ボールを投げる、サーブを打つ。その瞬間、肩に走る鋭い痛み…。

休んでもまた繰り返すその痛みは、選手のパフォーマンスだけでなく、競技への情熱さえも奪いかねない深刻な問題です。

その繰り返す肩の痛みの根本原因は、実は痛む肩そのものではなく、その土台である『肩甲骨』と、身体の回旋エンジンである『胸椎(背中の背骨)』の動きの悪さにあることが、最新の研究で明らかになっています。

つまり、肩は、うまく動かない他の部分の仕事を無理やり肩代わりさせられた結果、悲鳴を上げているにすぎないのです。

この記事では、なぜ肩の痛みが繰り返されるのか、その科学的なメカニズムを解き明かし、痛みの根本原因にアプローチするための、具体的な再発予防の3つの鍵を写真付きで解説します。

なぜ痛む?肩ではなく「肩甲骨」と「胸椎」が“真犯人”である理由

腕を振る動作は、肩関節だけで行われているわけではありません。それは、下半身から体幹、そして腕へと力が連なっていく「運動連鎖」の最終段階です。この連鎖の中で、特に重要なのが「肩甲骨」と「胸椎」です。

部位役割機能が低下すると…例えるなら…
肩甲骨肩関節の「土台」。腕の動きに合わせて滑らかに動く。土台がグラつき、肩関節が不安定に。インナーマッスルに過剰な負担がかかる。不安定な地面に立つ大砲
胸椎(背骨)身体をひねる「回旋エンジン」。投球・サーブのパワーを生み出す。エンジンが回らない分、肩関節が無理やりひねられ、関節や靭帯を痛める。回らない椅子で、上半身だけで振り向く

再発を防ぐ!肩のコンディションを整える3つの鍵

痛みの根本原因が分かれば、対策は明確です。肩に負担をかけない、しなやかで力強い「運動連鎖」を取り戻しましょう。

鍵1:肩甲骨の“滑り”を取り戻すエクササイズ

まずは、土台である肩甲骨が、あばら骨の上をスムーズに滑る感覚を再教育します。

やってみよう!「ウォールスライド」

  1. 壁の前に立ち、両腕を「W」の形になるように壁につけます。肘と手の甲を壁に押し当てるのがポイントです。

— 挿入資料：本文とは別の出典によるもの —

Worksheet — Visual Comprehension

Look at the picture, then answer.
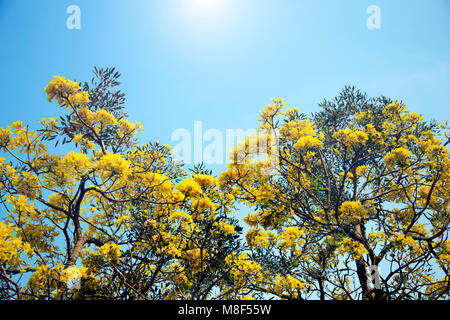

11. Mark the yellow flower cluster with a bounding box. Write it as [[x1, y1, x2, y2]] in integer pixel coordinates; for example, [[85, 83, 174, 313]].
[[333, 129, 369, 149], [278, 227, 304, 253], [45, 76, 89, 107], [245, 229, 273, 248], [340, 201, 368, 222], [192, 173, 219, 189], [97, 242, 122, 261], [280, 120, 324, 150], [384, 147, 412, 168], [338, 237, 367, 260], [95, 153, 131, 181], [219, 221, 235, 234], [177, 178, 203, 198], [225, 252, 264, 285]]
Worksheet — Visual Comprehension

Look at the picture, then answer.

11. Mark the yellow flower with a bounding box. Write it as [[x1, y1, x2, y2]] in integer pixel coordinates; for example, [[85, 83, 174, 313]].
[[340, 201, 368, 222], [45, 76, 89, 107]]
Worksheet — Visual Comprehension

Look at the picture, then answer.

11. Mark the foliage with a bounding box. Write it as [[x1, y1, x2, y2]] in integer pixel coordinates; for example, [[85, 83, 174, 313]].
[[0, 68, 450, 299]]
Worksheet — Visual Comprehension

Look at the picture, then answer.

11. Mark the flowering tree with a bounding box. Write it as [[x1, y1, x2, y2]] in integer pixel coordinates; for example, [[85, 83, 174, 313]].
[[220, 87, 450, 299], [0, 68, 450, 299], [0, 68, 260, 299]]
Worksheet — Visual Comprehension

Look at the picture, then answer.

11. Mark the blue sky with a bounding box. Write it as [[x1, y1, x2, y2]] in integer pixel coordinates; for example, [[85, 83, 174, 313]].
[[0, 0, 450, 172]]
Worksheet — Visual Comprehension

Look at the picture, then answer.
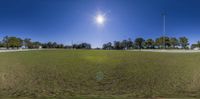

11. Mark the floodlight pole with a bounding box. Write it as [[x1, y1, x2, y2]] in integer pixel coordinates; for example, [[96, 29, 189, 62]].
[[162, 13, 166, 49]]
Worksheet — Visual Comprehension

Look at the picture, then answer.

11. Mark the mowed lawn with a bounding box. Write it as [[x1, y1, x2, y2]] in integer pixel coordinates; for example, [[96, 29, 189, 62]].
[[0, 50, 200, 99]]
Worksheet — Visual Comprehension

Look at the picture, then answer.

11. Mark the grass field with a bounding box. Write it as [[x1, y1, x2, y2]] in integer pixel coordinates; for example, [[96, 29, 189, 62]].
[[0, 50, 200, 99]]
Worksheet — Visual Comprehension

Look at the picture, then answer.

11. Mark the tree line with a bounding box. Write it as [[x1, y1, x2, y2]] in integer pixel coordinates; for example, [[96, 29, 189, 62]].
[[102, 36, 200, 50], [0, 36, 91, 49]]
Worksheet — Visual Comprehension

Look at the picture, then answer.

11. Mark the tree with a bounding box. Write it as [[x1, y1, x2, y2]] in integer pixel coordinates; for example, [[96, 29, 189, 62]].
[[8, 37, 23, 48], [103, 42, 112, 50], [31, 41, 42, 48], [155, 37, 163, 48], [179, 37, 189, 49], [170, 37, 179, 48], [135, 38, 145, 49], [145, 39, 155, 49], [127, 38, 133, 49], [120, 40, 128, 49]]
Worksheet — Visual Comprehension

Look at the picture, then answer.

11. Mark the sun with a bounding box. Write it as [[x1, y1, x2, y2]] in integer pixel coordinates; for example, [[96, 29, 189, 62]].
[[95, 14, 105, 25]]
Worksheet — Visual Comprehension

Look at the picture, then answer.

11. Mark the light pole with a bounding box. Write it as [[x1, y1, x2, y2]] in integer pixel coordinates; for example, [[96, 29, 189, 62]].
[[162, 12, 166, 49]]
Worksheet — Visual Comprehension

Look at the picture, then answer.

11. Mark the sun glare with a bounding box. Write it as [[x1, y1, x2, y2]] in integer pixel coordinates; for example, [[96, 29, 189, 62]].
[[96, 15, 105, 24]]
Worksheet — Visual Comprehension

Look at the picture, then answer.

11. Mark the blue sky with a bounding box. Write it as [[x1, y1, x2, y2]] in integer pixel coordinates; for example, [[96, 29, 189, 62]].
[[0, 0, 200, 47]]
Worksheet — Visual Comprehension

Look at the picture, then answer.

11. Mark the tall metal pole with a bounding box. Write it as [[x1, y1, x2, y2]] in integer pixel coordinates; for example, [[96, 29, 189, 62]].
[[162, 13, 166, 49]]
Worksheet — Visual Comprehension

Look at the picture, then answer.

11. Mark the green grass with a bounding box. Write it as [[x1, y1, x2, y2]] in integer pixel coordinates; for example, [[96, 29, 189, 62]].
[[0, 50, 200, 99]]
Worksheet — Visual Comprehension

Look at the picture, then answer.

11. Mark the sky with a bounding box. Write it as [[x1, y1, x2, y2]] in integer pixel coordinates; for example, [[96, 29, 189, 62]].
[[0, 0, 200, 48]]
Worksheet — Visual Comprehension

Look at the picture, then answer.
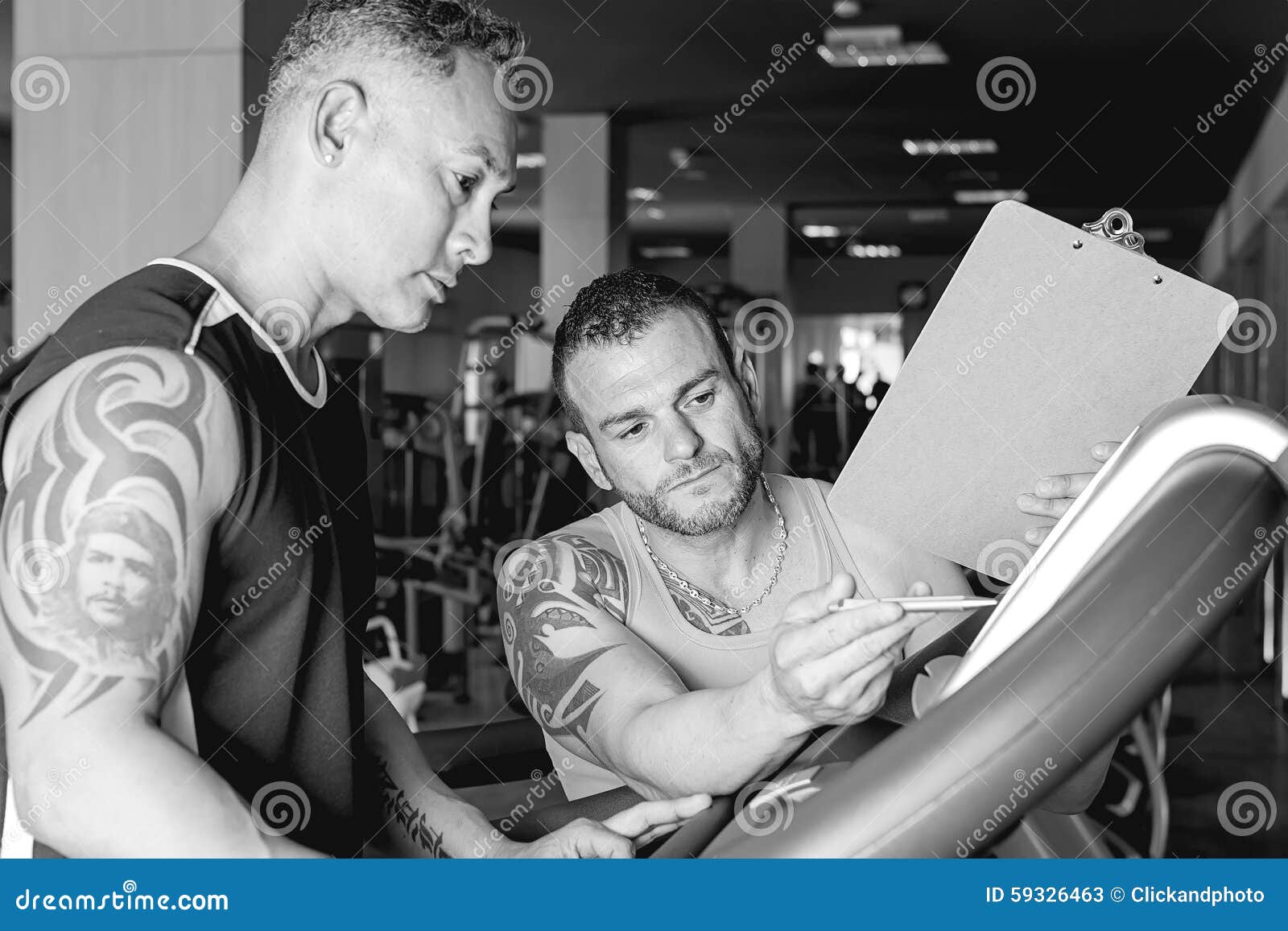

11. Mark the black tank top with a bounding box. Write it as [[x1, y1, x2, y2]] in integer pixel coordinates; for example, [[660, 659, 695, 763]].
[[0, 264, 375, 856]]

  2. 肘と手の甲を壁から離さないように意識しながら、ゆっくりと腕を「Y」の形になるまで上げていきます。

  3. この時、肩をすくめないように、肩甲骨が下がりながら外に開く動きを感じましょう。

  4. ゆっくりと元の「W」の形に戻します。これを10回×2セット行います。

鍵2:胸椎の“回旋エンジン”を再始動させるストレッチ

次に、固まってしまった身体の回旋エンジンを、再びスムーズに回るようにします。

やってみよう!「サイドラインソラシックローテーション」

  1. 横向きに寝て、両膝を90度くらいに曲げ、両腕は前に伸ばして手のひらを合わせます。

  2. 下の腕は動かさず、上の腕で大きな円を描くように、ゆっくりと天井を通り、反対側の床を目指して上半身を開いていきます。

  3. この時、**顔と胸が腕と一緒に天井を向くように、背骨の“ねじれ”**を意識しましょう。

  4. ゆっくりと元の位置に戻ります。これを左右それぞれ10回行います。

鍵3:下半身からの“力の連鎖”をスムーズにする

投球・サーブのパワーは、地面から生まれます。下半身と上半身を連動させる感覚を養います。

やってみよう!「ランジツイスト」

  1. 足を前後に大きく開いて、ランジの姿勢をとります。

  2. 両手を胸の前で組み、身体を安定させます。

  3. 息を吐きながら、前に出している脚の側へ、上半身をゆっくりとひねります。

  4. この時、お尻から脇腹、胸へと、下半身からの力が連なっていくのを感じましょう。これを左右10回ずつ行います。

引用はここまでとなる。